I defined a pure virtual function like

virtual void sum()=0; <--- pure virtual function

but If I defined a virtual function in a base class in case of
multilevel inheritance for the base pointer to point the right function
with same signature in base and derived class like--

virtual void sum() { }

Now is this a pure virtual function or not and class containing this
function is abstract class or not ?

Mar 9 '06 #1
3 2121
sudhir wrote:
I defined a pure virtual function like

virtual void sum()=0; <--- pure virtual function

but If I defined a virtual function in a base class in case of
multilevel inheritance for the base pointer to point the right function
with same signature in base and derived class like--

virtual void sum() { }

Now is this a pure virtual function or not and class containing this
function is abstract class or not ?


Could you please give a full example of what you mean? I couldn't really
follow your description, and sometimes, a few lines of code can say more
than a thousand words.

Mar 9 '06 #2
In article <11**********************@u72g2000cwu.googlegroups .com>,
"sudhir" <su*****************@gmail.com> wrote:
I defined a pure virtual function like

virtual void sum()=0; <--- pure virtual function

but If I defined a virtual function in a base class in case of
multilevel inheritance for the base pointer to point the right function
with same signature in base and derived class like--

virtual void sum() { }

Now is this a pure virtual function or not and class containing this
function is abstract class or not ?


The second function above is implemented (as a no op) so it isn't a pure
virtual function. The class it is in may or may not be abstract
depending on whether there are any unimplemented pure-virtual functions.

--
Magic depends on tradition and belief. It does not welcome observation,
nor does it profit by experiment. On the other hand, science is based
on experience; it is open to correction by observation and experiment.
Mar 9 '06 #3
In article <1141900843.424145.167110
@u72g2000cwu.googlegroups.com>,
su*****************@gmail.com says...
I defined a pure virtual function like

virtual void sum()=0; <--- pure virtual function

but If I defined a virtual function in a base class in case of
multilevel inheritance for the base pointer to point the right function
with same signature in base and derived class like--

virtual void sum() { }

Now is this a pure virtual function or not and class containing this
function is abstract class or not ?


The second is not a pure virtual function.

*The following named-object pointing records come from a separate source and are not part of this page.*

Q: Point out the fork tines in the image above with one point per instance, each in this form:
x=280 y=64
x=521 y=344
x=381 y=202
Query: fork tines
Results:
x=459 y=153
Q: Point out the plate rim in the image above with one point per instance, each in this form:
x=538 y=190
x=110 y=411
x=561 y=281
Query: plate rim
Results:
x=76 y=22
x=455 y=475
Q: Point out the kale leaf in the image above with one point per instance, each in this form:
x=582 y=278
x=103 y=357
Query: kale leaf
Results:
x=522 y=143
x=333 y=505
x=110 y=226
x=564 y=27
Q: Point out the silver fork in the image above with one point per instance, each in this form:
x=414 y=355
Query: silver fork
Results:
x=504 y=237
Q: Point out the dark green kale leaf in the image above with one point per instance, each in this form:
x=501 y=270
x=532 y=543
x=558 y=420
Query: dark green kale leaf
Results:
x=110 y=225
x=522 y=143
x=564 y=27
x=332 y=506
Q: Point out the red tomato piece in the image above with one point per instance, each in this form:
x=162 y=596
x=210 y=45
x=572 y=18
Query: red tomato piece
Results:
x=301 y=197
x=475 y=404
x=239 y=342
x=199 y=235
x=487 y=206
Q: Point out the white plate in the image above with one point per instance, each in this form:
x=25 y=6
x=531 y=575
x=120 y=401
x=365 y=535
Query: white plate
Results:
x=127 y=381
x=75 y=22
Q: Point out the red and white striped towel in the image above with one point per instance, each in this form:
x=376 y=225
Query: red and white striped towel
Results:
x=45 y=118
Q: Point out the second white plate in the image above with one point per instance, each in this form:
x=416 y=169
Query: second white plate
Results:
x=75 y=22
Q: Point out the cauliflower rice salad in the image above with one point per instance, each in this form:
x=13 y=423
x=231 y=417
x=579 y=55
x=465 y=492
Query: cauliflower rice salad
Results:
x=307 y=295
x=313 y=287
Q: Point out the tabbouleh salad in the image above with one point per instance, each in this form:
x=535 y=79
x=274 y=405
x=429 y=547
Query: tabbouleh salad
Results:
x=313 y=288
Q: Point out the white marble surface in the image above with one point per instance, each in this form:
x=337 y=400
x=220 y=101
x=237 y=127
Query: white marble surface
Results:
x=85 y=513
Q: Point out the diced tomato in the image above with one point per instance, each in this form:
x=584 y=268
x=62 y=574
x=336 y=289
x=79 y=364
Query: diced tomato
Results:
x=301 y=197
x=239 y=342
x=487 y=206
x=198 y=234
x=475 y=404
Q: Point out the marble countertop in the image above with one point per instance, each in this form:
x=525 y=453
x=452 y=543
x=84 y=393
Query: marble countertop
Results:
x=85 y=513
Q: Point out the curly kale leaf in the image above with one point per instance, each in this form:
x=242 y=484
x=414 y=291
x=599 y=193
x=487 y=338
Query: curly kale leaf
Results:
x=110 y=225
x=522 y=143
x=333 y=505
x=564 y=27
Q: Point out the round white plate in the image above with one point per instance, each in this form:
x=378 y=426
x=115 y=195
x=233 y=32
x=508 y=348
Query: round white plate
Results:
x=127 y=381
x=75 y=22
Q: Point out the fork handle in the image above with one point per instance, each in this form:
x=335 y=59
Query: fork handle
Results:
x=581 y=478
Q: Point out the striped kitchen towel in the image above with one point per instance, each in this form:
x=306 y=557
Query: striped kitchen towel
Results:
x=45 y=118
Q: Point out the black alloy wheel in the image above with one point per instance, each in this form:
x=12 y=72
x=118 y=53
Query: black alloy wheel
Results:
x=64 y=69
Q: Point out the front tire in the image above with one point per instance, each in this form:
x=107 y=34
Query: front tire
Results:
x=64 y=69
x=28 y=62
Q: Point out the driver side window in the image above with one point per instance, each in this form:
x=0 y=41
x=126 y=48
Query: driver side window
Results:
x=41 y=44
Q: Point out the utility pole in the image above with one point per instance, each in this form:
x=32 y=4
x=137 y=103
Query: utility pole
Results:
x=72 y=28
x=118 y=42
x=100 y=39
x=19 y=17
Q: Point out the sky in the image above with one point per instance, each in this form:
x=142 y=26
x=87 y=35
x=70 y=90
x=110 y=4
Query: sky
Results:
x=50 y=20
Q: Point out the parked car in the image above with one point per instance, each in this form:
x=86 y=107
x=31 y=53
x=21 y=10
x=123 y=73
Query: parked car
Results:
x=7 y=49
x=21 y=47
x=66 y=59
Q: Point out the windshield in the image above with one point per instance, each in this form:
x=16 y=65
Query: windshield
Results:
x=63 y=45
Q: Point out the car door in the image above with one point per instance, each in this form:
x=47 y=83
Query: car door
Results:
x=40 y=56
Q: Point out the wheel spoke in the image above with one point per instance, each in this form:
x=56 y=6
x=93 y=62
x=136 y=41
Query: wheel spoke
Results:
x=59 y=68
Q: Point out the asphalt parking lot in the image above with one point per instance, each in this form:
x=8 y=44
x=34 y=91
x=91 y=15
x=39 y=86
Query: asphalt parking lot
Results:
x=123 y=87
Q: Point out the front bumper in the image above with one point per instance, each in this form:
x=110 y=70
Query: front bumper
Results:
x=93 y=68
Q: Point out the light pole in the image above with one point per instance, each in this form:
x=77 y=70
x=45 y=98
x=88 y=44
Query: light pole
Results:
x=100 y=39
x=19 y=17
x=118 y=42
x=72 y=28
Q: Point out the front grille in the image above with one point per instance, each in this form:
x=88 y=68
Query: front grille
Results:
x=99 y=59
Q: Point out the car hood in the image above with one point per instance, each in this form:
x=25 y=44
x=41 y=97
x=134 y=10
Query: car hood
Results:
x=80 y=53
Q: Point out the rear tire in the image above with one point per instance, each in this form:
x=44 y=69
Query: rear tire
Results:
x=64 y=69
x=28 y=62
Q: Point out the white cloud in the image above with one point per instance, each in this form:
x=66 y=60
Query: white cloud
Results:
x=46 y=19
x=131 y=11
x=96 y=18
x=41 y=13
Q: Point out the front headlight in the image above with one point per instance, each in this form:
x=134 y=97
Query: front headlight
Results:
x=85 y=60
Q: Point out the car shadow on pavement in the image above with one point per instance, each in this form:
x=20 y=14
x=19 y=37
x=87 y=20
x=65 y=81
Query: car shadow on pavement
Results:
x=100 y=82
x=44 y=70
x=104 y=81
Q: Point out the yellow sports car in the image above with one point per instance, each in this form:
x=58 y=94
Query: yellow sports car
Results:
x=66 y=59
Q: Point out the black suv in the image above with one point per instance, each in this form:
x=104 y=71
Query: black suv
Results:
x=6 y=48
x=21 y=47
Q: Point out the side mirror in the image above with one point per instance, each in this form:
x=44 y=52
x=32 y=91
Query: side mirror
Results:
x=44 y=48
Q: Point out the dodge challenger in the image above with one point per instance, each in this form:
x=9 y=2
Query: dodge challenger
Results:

The difference between the two is simple. In the first
case, you cannot create an instance of this class. To
create an instance, you must derive from this class, and
the pure virtual function must be overridden in a derived
class.

In the second case, you can create an instance of the
class. A derived class may, but is not required to,
override this virtual function. Instances of the derived
class can be created whether the function has been
overridden or not.

--
Later,
Jerry.

The universe is a figment of its own imagination.